Não nos importa muito se há uma crença em sua existência imaterial e antropomórfica ou se a crença e o culto se destinam aos arquétipos fundamentais que Lúcifer representa, ou ainda, se alguma outra vertente filosófica, assim como a nossa, atribui a Ele outras origens ou “definições”.
Notamos que há uma série de características comuns entre as correntes assumidamente Luciferianas, desde o gnosticismo da Luz praticado por alguns adeptos do LHoodoo, até o extremismo religioso defendido por alguns expoentes visionários.
Obviamente os poucos esclarecimentos que prestaremos no opúsculo abaixo parecerão contraditórios aos olhos dos filhos de um logos morto.
As pessoas que nos condenam sem nos conhecer, os indivíduos que nos criticam imersos em lagos turvos de ignorância e os escravos que sempre servirão, esses em suas obtusidades e fraquezas nos estranharão ainda mais, pois verão que não somos a inverdade que suas crenças pregaram durante milênios.

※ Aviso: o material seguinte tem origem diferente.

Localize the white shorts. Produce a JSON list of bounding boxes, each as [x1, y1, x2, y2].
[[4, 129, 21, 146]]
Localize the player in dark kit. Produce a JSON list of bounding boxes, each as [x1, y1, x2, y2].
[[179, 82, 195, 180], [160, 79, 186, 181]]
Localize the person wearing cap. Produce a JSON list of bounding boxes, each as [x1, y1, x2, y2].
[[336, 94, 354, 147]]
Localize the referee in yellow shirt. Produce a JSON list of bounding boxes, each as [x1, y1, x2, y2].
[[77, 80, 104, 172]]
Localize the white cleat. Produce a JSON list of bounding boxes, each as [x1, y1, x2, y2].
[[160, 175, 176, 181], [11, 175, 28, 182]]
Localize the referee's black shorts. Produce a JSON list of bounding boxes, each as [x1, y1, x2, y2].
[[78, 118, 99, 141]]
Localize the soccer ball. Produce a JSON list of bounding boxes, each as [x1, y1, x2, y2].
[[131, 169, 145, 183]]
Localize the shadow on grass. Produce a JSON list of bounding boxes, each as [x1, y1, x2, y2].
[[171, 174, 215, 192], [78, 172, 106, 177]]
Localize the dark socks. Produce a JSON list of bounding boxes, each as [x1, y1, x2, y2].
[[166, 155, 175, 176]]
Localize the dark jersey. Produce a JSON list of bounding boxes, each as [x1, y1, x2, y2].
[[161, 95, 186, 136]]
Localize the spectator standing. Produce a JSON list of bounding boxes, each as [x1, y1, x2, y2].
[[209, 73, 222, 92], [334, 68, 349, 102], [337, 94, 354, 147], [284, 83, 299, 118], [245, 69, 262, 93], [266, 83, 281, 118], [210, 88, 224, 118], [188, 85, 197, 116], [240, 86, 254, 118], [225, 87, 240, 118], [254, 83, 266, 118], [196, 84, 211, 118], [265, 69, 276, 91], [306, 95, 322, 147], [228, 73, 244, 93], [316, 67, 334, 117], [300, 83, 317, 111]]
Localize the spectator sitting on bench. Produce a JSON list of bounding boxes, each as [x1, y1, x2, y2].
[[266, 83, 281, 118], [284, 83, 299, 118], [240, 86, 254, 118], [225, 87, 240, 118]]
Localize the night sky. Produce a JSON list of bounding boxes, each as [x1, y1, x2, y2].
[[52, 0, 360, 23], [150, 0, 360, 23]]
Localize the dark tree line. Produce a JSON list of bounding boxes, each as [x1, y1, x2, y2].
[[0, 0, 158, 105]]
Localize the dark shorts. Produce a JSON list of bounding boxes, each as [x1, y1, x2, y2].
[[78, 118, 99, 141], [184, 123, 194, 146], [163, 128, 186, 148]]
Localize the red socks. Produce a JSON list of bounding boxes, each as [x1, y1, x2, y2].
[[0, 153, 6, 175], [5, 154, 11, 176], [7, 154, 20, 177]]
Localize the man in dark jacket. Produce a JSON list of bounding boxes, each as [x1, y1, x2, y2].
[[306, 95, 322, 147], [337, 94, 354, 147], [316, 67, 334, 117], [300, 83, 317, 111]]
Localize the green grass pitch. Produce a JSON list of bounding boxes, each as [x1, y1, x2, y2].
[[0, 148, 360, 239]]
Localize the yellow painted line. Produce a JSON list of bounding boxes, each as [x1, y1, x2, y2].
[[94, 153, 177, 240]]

Pela Serpente, pelo Dragão, por Nossa Typhon, por Nossa Kali, por Nossa Luz e por nossas Trevas...
O que é ser Luciferiano? Quais são nossas principais características?
Em primazia, ser Luciferiano é ser Você mesmo.
É você ser aquilo que é por Essência, desde que você a conheça e que tenha atitude verdadeira e positiva para lapidá-la continuamente. É Lapidar você mesmo.
É buscar pelo conhecimento verdadeiro de sua própria Essência, pois a mesma está comumente adormecida e fragmentada no indivíduo comum e é preciso conhecimento e ação para reunir seus elementos espalhados e concentra-los num único ponto de contração e densidade máximas.